En 1862, Midhat Pacha (1822-1863), le gouverneur de Niš, a fait détruire l'église-mosquée et en a fait construire une nouvelle un peu plus à l'est en 1863-1864[2],[3] ; c'est cet édifice qui abrite l'actuelle église Saint-Nicolas[4]. En 1879, après la libération de la ville de la domination ottomane, l'édifice a été adapté aux besoins de la foi orthodoxe : le mihrab a été transformé en chœur, tandis que le minbar est devenu une abside[2],[3]. L'espace central, qui, à l'origine, était couvert par un dôme peu profond reposant sur les poutres du plafond, a été percé pour permettre l'édification d'un mince dôme octogonal plus élevé[2],[3].

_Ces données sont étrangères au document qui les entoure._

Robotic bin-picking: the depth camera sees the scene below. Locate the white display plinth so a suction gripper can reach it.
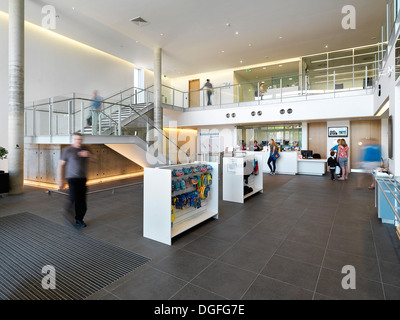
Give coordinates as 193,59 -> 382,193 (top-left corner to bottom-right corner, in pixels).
222,152 -> 263,203
143,162 -> 218,245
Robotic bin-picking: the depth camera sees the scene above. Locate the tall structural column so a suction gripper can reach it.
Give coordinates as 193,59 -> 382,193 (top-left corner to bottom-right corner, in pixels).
154,48 -> 163,153
8,0 -> 25,194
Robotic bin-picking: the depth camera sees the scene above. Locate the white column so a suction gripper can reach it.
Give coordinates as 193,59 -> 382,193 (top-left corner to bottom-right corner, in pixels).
8,0 -> 25,194
154,48 -> 163,153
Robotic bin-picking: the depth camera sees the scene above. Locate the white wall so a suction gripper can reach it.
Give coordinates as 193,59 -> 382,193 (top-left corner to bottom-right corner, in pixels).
170,70 -> 234,108
171,95 -> 374,127
0,12 -> 153,170
374,40 -> 400,176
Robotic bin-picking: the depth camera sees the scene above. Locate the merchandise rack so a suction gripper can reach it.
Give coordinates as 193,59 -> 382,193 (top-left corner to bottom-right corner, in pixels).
143,162 -> 218,245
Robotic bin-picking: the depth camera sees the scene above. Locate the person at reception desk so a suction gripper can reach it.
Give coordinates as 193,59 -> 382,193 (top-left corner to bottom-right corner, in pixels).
329,139 -> 342,178
338,139 -> 349,180
268,139 -> 279,176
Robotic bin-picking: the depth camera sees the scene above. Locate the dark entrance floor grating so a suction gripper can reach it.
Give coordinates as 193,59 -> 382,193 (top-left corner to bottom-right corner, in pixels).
0,212 -> 150,300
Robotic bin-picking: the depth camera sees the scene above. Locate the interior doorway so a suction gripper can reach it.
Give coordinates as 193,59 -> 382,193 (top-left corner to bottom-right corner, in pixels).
307,122 -> 327,159
189,79 -> 200,108
350,120 -> 381,170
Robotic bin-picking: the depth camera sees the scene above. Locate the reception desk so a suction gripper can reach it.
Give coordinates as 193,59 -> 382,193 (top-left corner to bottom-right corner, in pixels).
260,151 -> 327,176
297,159 -> 327,176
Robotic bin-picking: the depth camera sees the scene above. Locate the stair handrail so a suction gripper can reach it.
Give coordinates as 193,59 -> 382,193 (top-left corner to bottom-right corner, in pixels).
104,97 -> 190,157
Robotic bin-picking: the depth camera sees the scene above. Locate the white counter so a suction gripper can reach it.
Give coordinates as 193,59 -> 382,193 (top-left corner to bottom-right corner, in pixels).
297,159 -> 327,176
259,151 -> 327,176
260,151 -> 298,175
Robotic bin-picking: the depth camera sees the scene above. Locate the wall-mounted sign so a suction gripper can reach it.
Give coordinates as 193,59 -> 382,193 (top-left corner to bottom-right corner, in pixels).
328,127 -> 349,138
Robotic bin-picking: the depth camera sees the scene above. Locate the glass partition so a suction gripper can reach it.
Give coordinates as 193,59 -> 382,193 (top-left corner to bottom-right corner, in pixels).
237,123 -> 302,151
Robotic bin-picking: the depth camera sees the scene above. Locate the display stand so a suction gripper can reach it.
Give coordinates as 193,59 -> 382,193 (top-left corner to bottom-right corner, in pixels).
143,162 -> 218,245
222,152 -> 263,203
375,177 -> 400,227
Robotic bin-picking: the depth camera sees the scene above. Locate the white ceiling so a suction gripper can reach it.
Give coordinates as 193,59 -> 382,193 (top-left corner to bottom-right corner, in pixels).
0,0 -> 386,77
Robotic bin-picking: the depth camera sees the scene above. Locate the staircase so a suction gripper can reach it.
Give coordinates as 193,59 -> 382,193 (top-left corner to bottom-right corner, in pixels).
83,103 -> 154,135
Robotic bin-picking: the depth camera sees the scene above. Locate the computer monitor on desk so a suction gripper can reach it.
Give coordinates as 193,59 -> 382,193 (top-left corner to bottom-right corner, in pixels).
301,150 -> 312,159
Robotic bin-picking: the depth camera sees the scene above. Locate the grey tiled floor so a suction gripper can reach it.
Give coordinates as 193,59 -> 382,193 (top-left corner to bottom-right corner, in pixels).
0,174 -> 400,300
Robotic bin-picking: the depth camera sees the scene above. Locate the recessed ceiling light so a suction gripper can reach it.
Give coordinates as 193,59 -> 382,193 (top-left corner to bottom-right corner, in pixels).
130,17 -> 150,27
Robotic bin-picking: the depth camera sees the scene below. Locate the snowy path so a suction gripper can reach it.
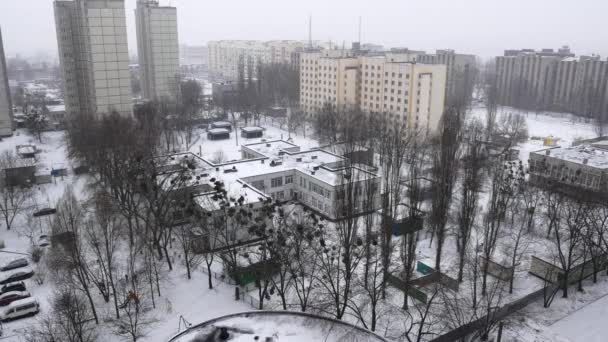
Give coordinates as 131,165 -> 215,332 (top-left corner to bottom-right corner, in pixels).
549,295 -> 608,342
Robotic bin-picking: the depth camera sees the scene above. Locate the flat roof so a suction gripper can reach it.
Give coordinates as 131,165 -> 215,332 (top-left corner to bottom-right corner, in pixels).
211,121 -> 232,126
169,311 -> 386,342
241,126 -> 264,133
531,145 -> 608,169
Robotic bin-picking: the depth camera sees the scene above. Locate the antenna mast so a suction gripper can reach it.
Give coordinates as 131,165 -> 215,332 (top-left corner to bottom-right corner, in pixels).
359,16 -> 361,44
308,14 -> 312,49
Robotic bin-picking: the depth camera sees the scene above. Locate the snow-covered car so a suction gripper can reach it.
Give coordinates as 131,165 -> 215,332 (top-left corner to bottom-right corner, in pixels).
0,297 -> 40,322
33,208 -> 57,217
0,281 -> 25,294
38,235 -> 51,247
0,258 -> 30,272
0,268 -> 34,285
0,291 -> 30,306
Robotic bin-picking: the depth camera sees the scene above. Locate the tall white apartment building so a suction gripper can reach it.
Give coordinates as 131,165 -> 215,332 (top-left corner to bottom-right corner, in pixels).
207,40 -> 304,80
0,30 -> 13,137
135,0 -> 179,101
54,0 -> 133,116
300,51 -> 447,133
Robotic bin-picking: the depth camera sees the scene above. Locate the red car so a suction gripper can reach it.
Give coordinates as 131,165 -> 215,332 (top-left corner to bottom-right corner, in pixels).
0,291 -> 30,306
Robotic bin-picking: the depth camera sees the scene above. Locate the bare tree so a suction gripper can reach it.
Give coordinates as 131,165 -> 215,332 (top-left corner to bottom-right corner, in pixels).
430,108 -> 462,272
481,162 -> 525,296
85,192 -> 123,318
25,286 -> 98,342
51,187 -> 99,323
112,276 -> 158,342
483,64 -> 498,140
0,151 -> 32,230
552,196 -> 589,298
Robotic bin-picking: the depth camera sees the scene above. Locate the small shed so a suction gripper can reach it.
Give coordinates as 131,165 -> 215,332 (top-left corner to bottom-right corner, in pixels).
543,136 -> 560,147
17,144 -> 37,158
268,107 -> 287,118
241,127 -> 264,139
209,121 -> 232,132
51,164 -> 68,177
207,128 -> 230,140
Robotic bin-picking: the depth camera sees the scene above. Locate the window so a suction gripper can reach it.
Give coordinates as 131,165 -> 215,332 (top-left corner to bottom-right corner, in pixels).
270,177 -> 283,188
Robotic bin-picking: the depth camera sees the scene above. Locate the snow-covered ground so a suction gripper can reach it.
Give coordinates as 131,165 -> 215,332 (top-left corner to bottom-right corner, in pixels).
0,107 -> 608,342
0,119 -> 317,342
549,294 -> 608,342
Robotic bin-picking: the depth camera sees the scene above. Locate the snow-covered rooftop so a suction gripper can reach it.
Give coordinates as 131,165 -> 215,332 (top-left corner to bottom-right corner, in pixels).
156,140 -> 377,210
211,121 -> 232,127
46,105 -> 65,113
532,145 -> 608,169
169,311 -> 386,342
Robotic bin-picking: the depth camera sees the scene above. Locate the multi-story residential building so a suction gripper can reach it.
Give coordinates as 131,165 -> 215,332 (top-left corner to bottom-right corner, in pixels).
156,140 -> 381,220
54,0 -> 133,117
529,140 -> 608,200
0,30 -> 13,136
417,49 -> 477,99
207,40 -> 304,80
135,0 -> 179,101
300,50 -> 447,133
179,44 -> 209,66
300,50 -> 360,114
495,47 -> 608,116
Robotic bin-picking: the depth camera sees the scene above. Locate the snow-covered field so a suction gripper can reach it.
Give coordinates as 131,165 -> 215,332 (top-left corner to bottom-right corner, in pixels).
549,294 -> 608,342
0,107 -> 608,342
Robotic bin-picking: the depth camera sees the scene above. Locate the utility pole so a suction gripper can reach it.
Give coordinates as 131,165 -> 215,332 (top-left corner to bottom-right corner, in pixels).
359,16 -> 361,44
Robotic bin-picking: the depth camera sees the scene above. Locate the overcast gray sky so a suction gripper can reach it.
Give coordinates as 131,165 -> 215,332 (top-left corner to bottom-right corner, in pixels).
0,0 -> 608,57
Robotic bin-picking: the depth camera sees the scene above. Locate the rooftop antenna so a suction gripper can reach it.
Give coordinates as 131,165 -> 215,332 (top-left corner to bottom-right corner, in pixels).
308,14 -> 312,49
359,16 -> 361,43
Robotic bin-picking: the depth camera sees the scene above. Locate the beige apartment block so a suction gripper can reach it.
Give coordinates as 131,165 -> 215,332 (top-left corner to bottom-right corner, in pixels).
135,0 -> 179,101
207,40 -> 304,80
0,30 -> 13,137
300,52 -> 447,133
54,0 -> 133,116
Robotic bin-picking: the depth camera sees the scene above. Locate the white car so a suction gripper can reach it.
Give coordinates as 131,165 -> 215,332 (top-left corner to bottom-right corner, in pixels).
0,258 -> 29,272
0,297 -> 40,322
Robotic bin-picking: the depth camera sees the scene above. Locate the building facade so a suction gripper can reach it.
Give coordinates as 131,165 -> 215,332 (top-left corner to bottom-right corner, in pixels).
495,47 -> 608,117
529,141 -> 608,201
156,140 -> 381,220
300,50 -> 447,132
207,40 -> 304,80
0,30 -> 13,137
417,49 -> 478,103
135,0 -> 179,101
54,0 -> 133,117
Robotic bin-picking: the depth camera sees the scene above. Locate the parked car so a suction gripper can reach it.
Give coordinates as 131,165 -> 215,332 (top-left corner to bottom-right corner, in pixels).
0,291 -> 30,306
0,258 -> 30,272
0,268 -> 34,285
34,208 -> 57,217
0,281 -> 25,294
0,297 -> 40,322
38,235 -> 51,247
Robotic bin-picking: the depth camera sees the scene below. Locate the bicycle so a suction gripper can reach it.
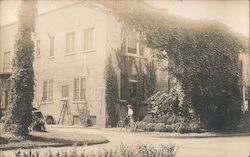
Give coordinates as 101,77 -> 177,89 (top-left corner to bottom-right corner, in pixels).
116,116 -> 136,132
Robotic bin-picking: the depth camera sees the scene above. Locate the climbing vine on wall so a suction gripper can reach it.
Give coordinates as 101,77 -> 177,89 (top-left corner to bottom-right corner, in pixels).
106,55 -> 119,126
105,1 -> 249,130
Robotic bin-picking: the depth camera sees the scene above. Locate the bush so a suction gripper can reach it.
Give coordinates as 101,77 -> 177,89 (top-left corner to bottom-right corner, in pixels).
136,121 -> 147,130
190,123 -> 201,133
142,114 -> 156,123
155,123 -> 166,132
7,144 -> 178,157
165,125 -> 174,132
79,104 -> 91,126
146,123 -> 155,131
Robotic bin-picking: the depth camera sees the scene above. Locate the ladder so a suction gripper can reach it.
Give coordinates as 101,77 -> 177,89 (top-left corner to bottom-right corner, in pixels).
57,100 -> 68,125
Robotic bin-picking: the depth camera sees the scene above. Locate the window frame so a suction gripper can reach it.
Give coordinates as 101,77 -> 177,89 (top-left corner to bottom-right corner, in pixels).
73,77 -> 87,102
65,32 -> 75,55
83,27 -> 94,51
49,37 -> 55,58
3,51 -> 11,72
123,29 -> 145,58
41,79 -> 54,103
35,39 -> 41,57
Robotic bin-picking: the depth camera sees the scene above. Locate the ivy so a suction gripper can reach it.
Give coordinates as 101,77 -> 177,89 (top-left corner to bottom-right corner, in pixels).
5,0 -> 37,136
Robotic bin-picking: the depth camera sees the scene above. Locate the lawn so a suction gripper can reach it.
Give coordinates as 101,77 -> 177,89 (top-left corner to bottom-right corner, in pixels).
0,123 -> 109,150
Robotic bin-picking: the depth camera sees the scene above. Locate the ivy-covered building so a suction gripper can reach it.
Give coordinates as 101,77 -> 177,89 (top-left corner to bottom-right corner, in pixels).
0,1 -> 250,127
0,1 -> 169,127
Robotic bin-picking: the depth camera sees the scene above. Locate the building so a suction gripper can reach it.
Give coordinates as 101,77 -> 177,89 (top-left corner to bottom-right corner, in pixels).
0,2 -> 169,127
0,1 -> 250,127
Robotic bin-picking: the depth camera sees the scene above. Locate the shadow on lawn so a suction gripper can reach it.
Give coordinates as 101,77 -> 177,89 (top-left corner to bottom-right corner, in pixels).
0,132 -> 109,150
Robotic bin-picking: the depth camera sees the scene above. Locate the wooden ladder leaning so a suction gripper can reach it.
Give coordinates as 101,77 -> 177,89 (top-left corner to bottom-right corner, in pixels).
57,100 -> 68,125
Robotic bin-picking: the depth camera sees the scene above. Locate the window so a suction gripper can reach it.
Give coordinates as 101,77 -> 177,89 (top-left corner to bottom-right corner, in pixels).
120,74 -> 127,100
66,32 -> 75,53
83,28 -> 94,50
74,79 -> 79,101
127,32 -> 137,54
3,51 -> 11,72
49,37 -> 55,57
42,81 -> 48,101
80,78 -> 86,100
125,30 -> 145,56
36,40 -> 41,56
48,80 -> 53,101
74,78 -> 86,101
42,79 -> 53,102
62,85 -> 69,98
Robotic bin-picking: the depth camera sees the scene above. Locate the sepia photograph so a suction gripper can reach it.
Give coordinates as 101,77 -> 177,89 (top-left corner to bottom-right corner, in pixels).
0,0 -> 250,157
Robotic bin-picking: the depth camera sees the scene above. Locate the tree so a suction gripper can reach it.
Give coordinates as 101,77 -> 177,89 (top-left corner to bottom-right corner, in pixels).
4,0 -> 37,136
109,1 -> 248,130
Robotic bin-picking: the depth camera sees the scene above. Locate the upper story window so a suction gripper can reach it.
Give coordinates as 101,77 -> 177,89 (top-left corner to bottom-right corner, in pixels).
127,31 -> 137,54
36,40 -> 41,56
49,37 -> 55,57
83,28 -> 94,50
62,85 -> 69,98
74,78 -> 86,101
123,30 -> 144,56
66,32 -> 75,53
42,79 -> 53,102
3,51 -> 11,72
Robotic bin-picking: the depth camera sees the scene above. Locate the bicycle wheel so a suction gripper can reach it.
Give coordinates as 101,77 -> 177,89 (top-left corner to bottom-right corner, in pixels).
116,120 -> 124,131
128,122 -> 136,132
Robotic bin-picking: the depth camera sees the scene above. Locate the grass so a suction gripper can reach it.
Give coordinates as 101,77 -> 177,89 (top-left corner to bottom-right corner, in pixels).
0,131 -> 109,150
0,144 -> 179,157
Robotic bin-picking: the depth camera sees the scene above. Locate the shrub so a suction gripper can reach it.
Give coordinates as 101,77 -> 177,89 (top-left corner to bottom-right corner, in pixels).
155,123 -> 166,132
6,144 -> 178,157
79,104 -> 91,126
165,125 -> 174,132
190,123 -> 201,133
136,121 -> 147,130
142,114 -> 156,123
146,123 -> 155,131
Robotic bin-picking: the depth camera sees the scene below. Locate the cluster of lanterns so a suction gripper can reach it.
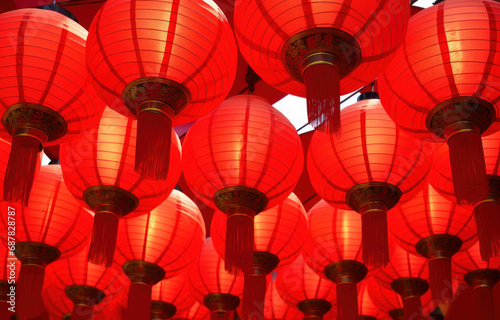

L'intérieur de l'actuelle église est éclairé par des fenêtres cintrées sur deux niveaux. Au-dessus de l'entrée nord-ouest se trouve une galerie adossée à des piliers[2],[3].
La partition de l'iconostase, qui date de 1879, est l'œuvre d'auteurs inconnus ; en revanche, l'église abrite un certain nombre d'icônes d'Ilija Dimitrijević[2],[3].
Par la complexité de ses phases de construction et de démolition, l'édifice témoigne de l'ancienneté historique de la ville de Niš, des premiers siècles du christianisme à nos jours[2],[3].